Investors are also keeping an eye on China where a weeklong congress is underway at which the country’s next leaders will be anointed.
On Friday official data showed Chinese inflation eased in October to 1.7 percent year on year, compared with 1.9 percent in September. The latest result represents the lowest level since January 2010.
Dealers saw the figures as providing the central bank more leeway to cut interest rates to spur the economy, which is showing signs of breaking out of a recent slumber.
Also Friday China said industrial output rose a better-than-forecast 9.6 percent year on year in October, while government investment surged 20 percent in the first 10 months of 2012.
Oil prices were lower, with New York’s main contract, light sweet crude for delivery in December down 17 cents to $84.92 a barrel in the afternoon while Brent North Sea crude for December fell 25 cents to $107.00.
Gold was at $1,730.30 by 1100 GMT compared with $1,714.90 late Thursday.
In other markets:
— Singapore closed flat, dipping 2.69 points to 3,009.56.
Wilmar International added 1.60 percent to Sg$3.17 while Sembcorp Industries fell 0.99 percent to Sg$4.99.
— Taipei rose 0.70 percent, or 50.59 points, to 7,293.22.
Hon Hai Precision rose 0.55 percent to Tw$91.4 while TSMC was 0.33 percent higher at Tw$90.8.
— Manila rose 0.40 percent, or 22.08 points, to 5,468.79.
Philippine Long Distance Telephone was up 1.94 percent at 2,630 pesos, International Container Terminal Services ended 0.86 percent higher at 70 pesos and Metropolitan Bank and Trust lost 0.57 percent to 96.55 pesos.
— Wellington ended flat, edging up 2.67 points to 3,957.92.

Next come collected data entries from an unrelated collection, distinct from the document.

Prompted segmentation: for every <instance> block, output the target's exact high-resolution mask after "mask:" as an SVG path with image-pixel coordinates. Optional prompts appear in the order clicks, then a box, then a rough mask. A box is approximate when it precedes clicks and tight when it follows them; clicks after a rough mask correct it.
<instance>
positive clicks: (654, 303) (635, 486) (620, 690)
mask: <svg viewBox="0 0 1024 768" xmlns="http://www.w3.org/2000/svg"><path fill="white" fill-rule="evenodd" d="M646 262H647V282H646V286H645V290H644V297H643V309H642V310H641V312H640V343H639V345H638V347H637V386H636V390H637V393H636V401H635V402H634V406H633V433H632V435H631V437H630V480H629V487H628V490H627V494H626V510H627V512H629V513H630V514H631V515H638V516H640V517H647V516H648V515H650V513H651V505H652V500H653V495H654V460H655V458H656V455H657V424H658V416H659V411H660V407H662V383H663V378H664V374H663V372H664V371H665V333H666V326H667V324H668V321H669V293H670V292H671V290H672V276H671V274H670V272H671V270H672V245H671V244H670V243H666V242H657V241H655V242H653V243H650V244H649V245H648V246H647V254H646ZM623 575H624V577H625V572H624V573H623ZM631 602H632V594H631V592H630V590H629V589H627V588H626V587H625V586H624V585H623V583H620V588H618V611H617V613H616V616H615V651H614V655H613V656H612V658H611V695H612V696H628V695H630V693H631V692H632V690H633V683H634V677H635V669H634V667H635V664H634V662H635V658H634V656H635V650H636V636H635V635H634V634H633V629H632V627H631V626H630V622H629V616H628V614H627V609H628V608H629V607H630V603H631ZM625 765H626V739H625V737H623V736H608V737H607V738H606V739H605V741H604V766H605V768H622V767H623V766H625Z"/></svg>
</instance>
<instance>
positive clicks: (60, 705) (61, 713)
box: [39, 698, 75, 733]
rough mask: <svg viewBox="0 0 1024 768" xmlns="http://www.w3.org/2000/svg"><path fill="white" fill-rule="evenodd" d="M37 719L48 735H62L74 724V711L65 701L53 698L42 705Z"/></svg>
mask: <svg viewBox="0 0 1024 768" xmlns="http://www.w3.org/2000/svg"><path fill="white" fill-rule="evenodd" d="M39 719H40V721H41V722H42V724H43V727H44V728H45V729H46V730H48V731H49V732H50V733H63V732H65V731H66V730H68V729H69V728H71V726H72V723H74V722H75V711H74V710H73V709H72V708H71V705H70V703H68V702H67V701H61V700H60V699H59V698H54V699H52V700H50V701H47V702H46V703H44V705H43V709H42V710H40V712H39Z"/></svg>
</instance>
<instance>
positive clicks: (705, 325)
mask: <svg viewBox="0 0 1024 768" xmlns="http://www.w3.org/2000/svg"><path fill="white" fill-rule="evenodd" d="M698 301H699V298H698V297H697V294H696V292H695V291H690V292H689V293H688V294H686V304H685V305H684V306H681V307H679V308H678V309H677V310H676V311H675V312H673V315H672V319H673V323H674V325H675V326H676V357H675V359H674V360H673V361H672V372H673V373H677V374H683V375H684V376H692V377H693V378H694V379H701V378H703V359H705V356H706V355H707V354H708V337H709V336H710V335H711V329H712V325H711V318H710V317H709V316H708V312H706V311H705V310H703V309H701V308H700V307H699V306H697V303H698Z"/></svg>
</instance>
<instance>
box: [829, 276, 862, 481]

Telecom rose 1.26 percent to NZ$2.41, Fletcher Building slipped 1.36 percent to NZ$7.24 and Trade Me was unchanged on NZ$4.07.
— Kuala Lumpur shares closed flat, nudging down 0.01 point to 1,641.08.
YTL Power shed 1.9 percent to 1.57 ringgit, Maxis lost 0.7 percent to 6.67 while gaming firm Genting gained 1.5 percent to 9.40.
— Bangkok fell 0.22 percent, or 2.87 points, to 1,290.83.
Oil company PTT dropped 0.32 percent to 316 baht, while Siam Cement gained 0.78 percent to 387 baht.
— Jakarta ended 0.13 percent, or 5.77 ponits, higher at 4,333.64.
— Mumbai fell 0.86 percent, or 162.58 points, at 18,683.68 points.
State Bank of India fell 3.89 percent to 2,156.35 rupees while Tata Steel fell 3.25 percent to 390.55 rupees.